Queen Consort of Magadha
- Predecessor: Unknown
- Successor: Vajira
- Spouse: Bimbisara
- Issue: Ajatashatru
- Dynasty: Haryanka (by marriage) Ikshvaku (by birth)
- Father: King Maha-Kosala
- Religion: Buddhism

= Kosala Devi =

First wife of king Bimbisara

Kosala Devī was Queen consort of Magadha as the first wife of King Bimbisara (558–491 BC). She was born a princess of Kashi and was the sister of King Prasenajit. Her first name is Bhadra-śrī.

==Life==
Kosala Devī was born to the King of Kosala, Maha-Kosala. She was the sister of King Prasenajit who succeeded her father as the ruler of Kosala. She was married to King Bimbisara, and brought the city of Kashi as dowry in the marriage. She became his principal queen.

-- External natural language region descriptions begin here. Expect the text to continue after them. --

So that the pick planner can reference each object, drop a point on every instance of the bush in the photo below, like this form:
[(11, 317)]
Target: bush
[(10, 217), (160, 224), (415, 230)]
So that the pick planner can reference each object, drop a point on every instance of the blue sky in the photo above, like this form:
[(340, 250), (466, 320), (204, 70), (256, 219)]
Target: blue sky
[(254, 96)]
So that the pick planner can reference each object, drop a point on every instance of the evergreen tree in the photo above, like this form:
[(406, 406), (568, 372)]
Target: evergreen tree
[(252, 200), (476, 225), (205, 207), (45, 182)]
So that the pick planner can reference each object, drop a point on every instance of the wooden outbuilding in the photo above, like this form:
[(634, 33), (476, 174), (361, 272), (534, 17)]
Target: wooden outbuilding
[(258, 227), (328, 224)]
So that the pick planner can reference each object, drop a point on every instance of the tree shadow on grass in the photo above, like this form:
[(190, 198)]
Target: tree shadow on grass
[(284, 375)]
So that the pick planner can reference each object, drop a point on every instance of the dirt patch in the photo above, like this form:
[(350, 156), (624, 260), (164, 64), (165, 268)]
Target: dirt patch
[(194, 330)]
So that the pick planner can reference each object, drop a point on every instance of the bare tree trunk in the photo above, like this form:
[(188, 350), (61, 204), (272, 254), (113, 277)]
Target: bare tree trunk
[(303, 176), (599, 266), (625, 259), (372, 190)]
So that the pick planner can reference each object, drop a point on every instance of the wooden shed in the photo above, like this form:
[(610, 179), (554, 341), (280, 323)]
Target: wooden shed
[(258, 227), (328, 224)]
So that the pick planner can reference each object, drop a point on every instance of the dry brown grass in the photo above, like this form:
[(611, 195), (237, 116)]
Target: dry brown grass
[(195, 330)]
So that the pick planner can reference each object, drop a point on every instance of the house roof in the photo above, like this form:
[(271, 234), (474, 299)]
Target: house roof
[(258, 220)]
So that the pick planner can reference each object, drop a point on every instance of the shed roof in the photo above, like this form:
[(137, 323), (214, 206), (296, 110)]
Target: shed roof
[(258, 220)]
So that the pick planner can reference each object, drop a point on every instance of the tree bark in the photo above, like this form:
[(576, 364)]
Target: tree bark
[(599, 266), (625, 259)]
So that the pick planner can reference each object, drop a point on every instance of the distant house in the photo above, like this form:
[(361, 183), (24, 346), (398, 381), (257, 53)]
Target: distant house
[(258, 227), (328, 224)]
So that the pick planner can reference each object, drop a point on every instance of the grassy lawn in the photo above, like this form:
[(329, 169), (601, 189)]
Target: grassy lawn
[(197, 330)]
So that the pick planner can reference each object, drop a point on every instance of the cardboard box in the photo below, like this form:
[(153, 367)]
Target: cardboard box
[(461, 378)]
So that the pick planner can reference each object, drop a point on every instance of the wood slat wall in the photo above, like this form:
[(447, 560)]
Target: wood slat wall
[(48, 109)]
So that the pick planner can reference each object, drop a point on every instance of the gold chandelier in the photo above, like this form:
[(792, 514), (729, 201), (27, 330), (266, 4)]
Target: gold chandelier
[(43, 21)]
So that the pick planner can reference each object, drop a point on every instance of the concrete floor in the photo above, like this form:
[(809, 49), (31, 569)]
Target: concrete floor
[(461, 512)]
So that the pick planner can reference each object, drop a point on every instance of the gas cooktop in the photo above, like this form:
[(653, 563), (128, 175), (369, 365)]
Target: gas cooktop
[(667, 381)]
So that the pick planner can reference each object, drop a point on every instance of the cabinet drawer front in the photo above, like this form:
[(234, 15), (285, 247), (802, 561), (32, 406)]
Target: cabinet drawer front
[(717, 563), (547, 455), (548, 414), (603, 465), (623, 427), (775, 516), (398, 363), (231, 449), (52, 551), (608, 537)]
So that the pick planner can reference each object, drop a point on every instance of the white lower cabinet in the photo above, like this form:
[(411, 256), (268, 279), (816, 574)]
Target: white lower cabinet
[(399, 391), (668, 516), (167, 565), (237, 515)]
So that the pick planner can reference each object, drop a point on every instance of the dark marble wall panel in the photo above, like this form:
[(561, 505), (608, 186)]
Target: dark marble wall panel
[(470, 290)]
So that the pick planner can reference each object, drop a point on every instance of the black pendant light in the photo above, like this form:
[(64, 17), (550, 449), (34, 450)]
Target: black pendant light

Buddhist tradition makes Ajatashatru a son of hers; the Jain tradition make him a son of her husband's second wife, Chellana. Her niece, Princess Vajira, the daughter of Pasenadi (Prasenjit) was given in marriage to Ajatashatru.

When her husband Bimbisara died at the hands of his own son Ajatashatru, Queen Kosala Devi has said to have died of grief out of her love for her husband. The government revenues of an estate in Kashi had been settled upon by her father as pin money on her marriage. At her death, the payment of course ceased. Ajatashatru then invaded Kashi.